Os jovens entram para conviverem. Bebem sumos. Os mais velhos optam pela cerveja, mas Joaquim não lhes permite excessos: “costumam estar na paródia e não se demoram mais do que uma hora.”

Cada tasca tem uma história que a História não conta em livro ou em dissertação. A taberna do Galego também tem uma história associada. Atravessou gerações de famílias e acabou por ser arrendada a quem da história só lhe conhece um alvará passado no início do século, em 1930. Joaquim Teodoro mostra o documento amarelado, já rasgado, mas intacto: “o primeiro proprietário pagou 40 escudos pelo alvará.”

 

Ainda há lugar para as Tabernas?

 

Há tascas que resistem. Muitas transformaram-se em cafés ou casas de pasto. A sociedade contemporânea roubou-lhes a alma. As modernas televisões substituíram os velhos rádios que difundiam o relato de futebol. Mesmo as que resistem têm marcas do contemporâneo, quanto mais não seja pela presença da máquina do café e da televisão.
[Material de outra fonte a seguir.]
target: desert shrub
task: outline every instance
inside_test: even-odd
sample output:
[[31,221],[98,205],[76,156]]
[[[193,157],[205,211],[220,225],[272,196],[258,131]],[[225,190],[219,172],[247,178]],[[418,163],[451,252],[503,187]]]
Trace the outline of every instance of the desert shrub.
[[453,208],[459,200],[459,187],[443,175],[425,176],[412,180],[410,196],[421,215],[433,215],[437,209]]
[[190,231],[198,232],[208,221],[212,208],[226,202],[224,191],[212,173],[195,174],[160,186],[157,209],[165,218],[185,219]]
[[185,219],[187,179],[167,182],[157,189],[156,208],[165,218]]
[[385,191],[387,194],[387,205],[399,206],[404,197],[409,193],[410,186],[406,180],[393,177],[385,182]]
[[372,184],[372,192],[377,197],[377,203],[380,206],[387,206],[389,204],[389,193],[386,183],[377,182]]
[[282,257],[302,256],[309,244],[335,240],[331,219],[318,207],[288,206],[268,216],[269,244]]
Se as tascas hão-de resistir, não se sabe, não se adivinha. Pela vontade de Joaquim Teodoro, as tabernas deviam ser o que eram. No entanto, reconhece que as exigências sanitárias são muitas e que os proprietários não têm condições financeiras para responder às exigências.

Adérito Chelas recorre à memória ainda fresca de quem ainda se recorda das muitas tabernas existentes na cidade de Abrantes: “Acho que as tabernas deviam ser preservadas. Uma taberna é sempre um local típico.”
As tabernas podem fechar as portas em definitivo ou mudar de aspecto, mas o espírito destes locais colectivos continuará a ser um símbolo social do país.

 

As tabernas de Abrantes foram revisitadas na edição de Novembro de 2007 pela revista “Zahara”. Num artigo de pesquisa assinado por Eduardo Campos e Carlos Vieira Dias, conta-se que em Abrantes “há referências antigas a este tipo de casas, registadas pela toponímia, tais como a Rua das Estalagens ou Rua das Estalagens Velhas, topónimos que datam, pelo menos do século XVI”, mas explica-se que pouco ou nada se sabe sobre o seu funcionamento.
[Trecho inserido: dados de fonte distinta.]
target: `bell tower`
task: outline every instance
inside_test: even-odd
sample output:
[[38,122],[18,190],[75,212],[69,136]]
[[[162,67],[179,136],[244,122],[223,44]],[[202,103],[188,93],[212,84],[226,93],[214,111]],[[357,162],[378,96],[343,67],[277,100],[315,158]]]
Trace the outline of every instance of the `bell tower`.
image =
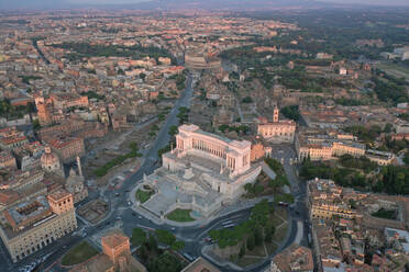
[[275,105],[274,106],[274,112],[273,112],[273,122],[274,123],[277,123],[278,122],[278,114],[279,114],[278,106]]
O artigo refere que em meados do século XIX existiam bastantes tabernas e botequins.

Algumas delas funcionaram, em determinadas alturas, como autênticos focos de resistência contra certas medidas político-sanitárias tomadas pela Câmara Municipal de então. A revista recupera como exemplo o sucedido em Janeiro de 1860: a propósito de uma certa postura municipal, tendo então eclodido um motim popular. “Uma das medidas imediatamente tomadas pela Câmara Municipal foi mandar encerrar todas as tabernas. A esta medida, opuseram-se firmemente os taberneiros e os clientes.

Durante todo o dia (1 de Janeiro de 1860) estes locais foram focos de resistência tumultuária e só à noite, a grande custo, a Câmara Municipal consegue restabelecer a ordem pública e fazer executar as suas ordens.”
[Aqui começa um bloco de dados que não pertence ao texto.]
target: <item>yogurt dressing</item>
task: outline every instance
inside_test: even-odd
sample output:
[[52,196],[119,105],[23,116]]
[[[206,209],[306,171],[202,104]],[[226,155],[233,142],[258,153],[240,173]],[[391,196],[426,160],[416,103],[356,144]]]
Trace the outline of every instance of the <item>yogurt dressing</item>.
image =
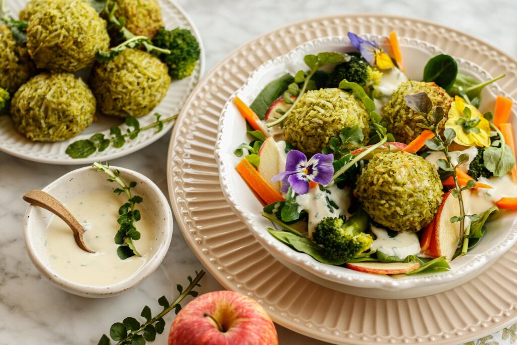
[[[476,146],[470,146],[463,151],[451,151],[449,153],[449,154],[451,156],[451,161],[453,164],[456,165],[458,164],[458,158],[462,153],[466,153],[468,155],[468,160],[466,163],[460,166],[459,169],[464,172],[467,172],[468,171],[469,167],[470,167],[470,162],[474,160],[478,154],[478,149]],[[438,163],[436,162],[438,159],[443,158],[444,157],[444,153],[441,151],[431,151],[425,159],[425,160],[434,165],[436,168],[436,170],[437,170]]]
[[382,252],[390,257],[396,256],[401,260],[420,253],[420,241],[414,232],[402,231],[390,237],[385,230],[373,225],[372,232],[377,238],[370,246],[371,250]]
[[[347,217],[351,215],[348,212],[351,202],[349,187],[346,187],[341,189],[333,185],[325,190],[322,191],[319,188],[314,187],[308,193],[296,197],[298,212],[305,210],[309,214],[308,229],[309,238],[312,238],[316,227],[326,217],[336,218],[341,215]],[[338,206],[337,209],[329,205],[327,199]]]
[[[84,242],[95,253],[81,250],[75,244],[70,228],[58,217],[54,217],[45,234],[49,263],[58,275],[71,281],[92,286],[106,286],[129,278],[147,261],[154,241],[153,222],[145,209],[136,222],[140,239],[133,242],[141,258],[121,260],[114,237],[118,230],[118,208],[125,197],[110,190],[93,191],[72,199],[67,208],[80,223],[87,224]],[[144,201],[145,202],[145,201]]]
Com base nesse artigo de investigação fica-se a saber que no século XX, os cafés em Abrantes passaram a ter uma designação original: chamavam-se bilhares. Não deixa de ser curioso, que ainda hoje um dos cafés com mais anos, localizado no centro histórico, ainda seja conhecido pelo café do bilhar.

Um artigo publicado no Jornal de Abrantes de 14 de Novembro de 1900, conta que em algumas povoações rurais do concelho, as tabernas fechavam altas horas da noite, “entretendo-se nelas a jogar os trabalhadores locais, com grande prejuízo da bolsa e sossego do lar.”